But let’s leave METI alone for a moment. On the general matter of SETI and implications of receiving a signal or finding ETI in astronomical data, I think we’re a bit schizophrenic. When I talk about ‘we,’ I mean western societies, as I have no insights into how other traditions now view the implications of such knowledge. But in the post-Enlightenment tradition of places like my country and yours, contacting ETI is on one level accepted (I think this can be demonstrated in recent polling) while at the same time it is viewed as a mere plot device in movies.
This isn’t skepticism, because that implies an effort to analyze the issue. This is just a holdover of old paradigms. Changing them might take a silver disc touching down and Michael Rennie strolling out. On the day that happens, the world really would stand still.
Let’s add in the fact that we’re short-sighted in terms of working for results beyond the next dividend check (or episode of a favorite show).
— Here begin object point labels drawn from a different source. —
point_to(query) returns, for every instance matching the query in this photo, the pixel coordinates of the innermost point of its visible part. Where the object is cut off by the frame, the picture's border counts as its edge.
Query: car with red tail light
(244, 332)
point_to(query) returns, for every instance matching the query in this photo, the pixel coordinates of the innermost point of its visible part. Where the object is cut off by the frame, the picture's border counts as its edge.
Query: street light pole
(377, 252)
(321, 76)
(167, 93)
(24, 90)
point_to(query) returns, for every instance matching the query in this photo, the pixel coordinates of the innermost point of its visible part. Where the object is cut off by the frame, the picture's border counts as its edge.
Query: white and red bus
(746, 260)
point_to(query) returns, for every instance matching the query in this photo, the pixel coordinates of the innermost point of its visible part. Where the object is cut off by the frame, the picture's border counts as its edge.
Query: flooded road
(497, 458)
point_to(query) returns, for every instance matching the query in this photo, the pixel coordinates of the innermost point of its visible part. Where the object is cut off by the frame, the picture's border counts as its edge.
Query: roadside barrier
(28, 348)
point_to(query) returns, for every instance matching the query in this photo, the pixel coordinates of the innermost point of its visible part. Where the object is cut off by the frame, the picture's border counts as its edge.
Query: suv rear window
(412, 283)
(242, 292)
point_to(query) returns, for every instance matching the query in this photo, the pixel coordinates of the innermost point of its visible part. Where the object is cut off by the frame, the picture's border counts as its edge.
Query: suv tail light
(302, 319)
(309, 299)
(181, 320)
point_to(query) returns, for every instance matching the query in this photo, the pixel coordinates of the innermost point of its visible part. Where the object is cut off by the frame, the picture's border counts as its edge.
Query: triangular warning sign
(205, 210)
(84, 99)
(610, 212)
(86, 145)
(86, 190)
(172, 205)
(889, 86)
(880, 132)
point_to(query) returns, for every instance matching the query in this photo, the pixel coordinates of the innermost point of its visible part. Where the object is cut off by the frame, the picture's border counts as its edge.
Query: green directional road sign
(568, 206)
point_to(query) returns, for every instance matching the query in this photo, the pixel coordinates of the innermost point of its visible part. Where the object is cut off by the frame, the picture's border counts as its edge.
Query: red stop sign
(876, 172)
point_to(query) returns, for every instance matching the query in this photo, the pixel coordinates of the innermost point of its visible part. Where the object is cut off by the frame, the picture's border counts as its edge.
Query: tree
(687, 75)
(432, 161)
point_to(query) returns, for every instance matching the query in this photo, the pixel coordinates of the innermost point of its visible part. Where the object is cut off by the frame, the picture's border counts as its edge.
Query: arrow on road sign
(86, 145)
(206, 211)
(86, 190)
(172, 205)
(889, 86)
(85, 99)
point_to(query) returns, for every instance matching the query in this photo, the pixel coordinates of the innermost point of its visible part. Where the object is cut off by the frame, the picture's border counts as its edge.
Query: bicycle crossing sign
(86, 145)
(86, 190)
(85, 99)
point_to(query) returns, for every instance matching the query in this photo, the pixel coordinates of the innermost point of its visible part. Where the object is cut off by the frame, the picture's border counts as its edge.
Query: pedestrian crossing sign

With long-term thinking in such perilously short supply (and let’s acknowledge the Long Now Foundation‘s heroic efforts at changing this), we have trouble thinking about how societies change over time with the influx of new knowledge.
Our own experience says that superior technologies arriving in places without warning can lead to calamity, whether intentional or not, which in and of itself should be a lesson as we ponder signals from the stars. A long view of civilization would recognize how fragile its assumptions can be when faced with sudden intervention, as any 500 year old Aztec might remind us.
Image: A 17th century CE oil painting depicting the Spanish Conquistadores led by Hernan Cortes besieging the Aztec capital of Tenochtitlan in 1519 CE. (Jay I. Kislak Collection).
Keith, what’s your take on the ‘cat out of the bag’ argument with regard to METI? It seems to me to ignore the real prospect that we can change policy and shape behavior if we find it counterproductive, instead focusing on human powerlessness to control our impulses. Don’t we on the species level have agency here? How naive do you think I am on this topic?
- Keith Cooper
That is the ‘contact paradox’ in a nutshell, isn’t it? This idea that we’re actively reaching out to ETI, yet we can’t agree on whether it’s safe to do so or not. That’s the purpose of my book, to try and put the discussion regarding contact in front of a wider audience.
In The Contact Paradox, I’m trying not to tell people what they should think about contact, although of course I give my own opinions on the matter. What I am asking is that people take the time to think more carefully about this issue, and about our assumptions, by embarking on having the broader debate.
Readers of Centauri Dreams might point out that they have that very debate in the comments section of this website on a frequent basis. And while that’s true to an extent, I think the debate, whether on this site or among researchers at conferences or even in the pages of science fiction, has barely scratched the surface. There are so many nuances and details to examine, so many assumptions to challenge, and it’s all too easy to slip back into the will they/won’t they invade discussion, which to me is a total straw-man argument.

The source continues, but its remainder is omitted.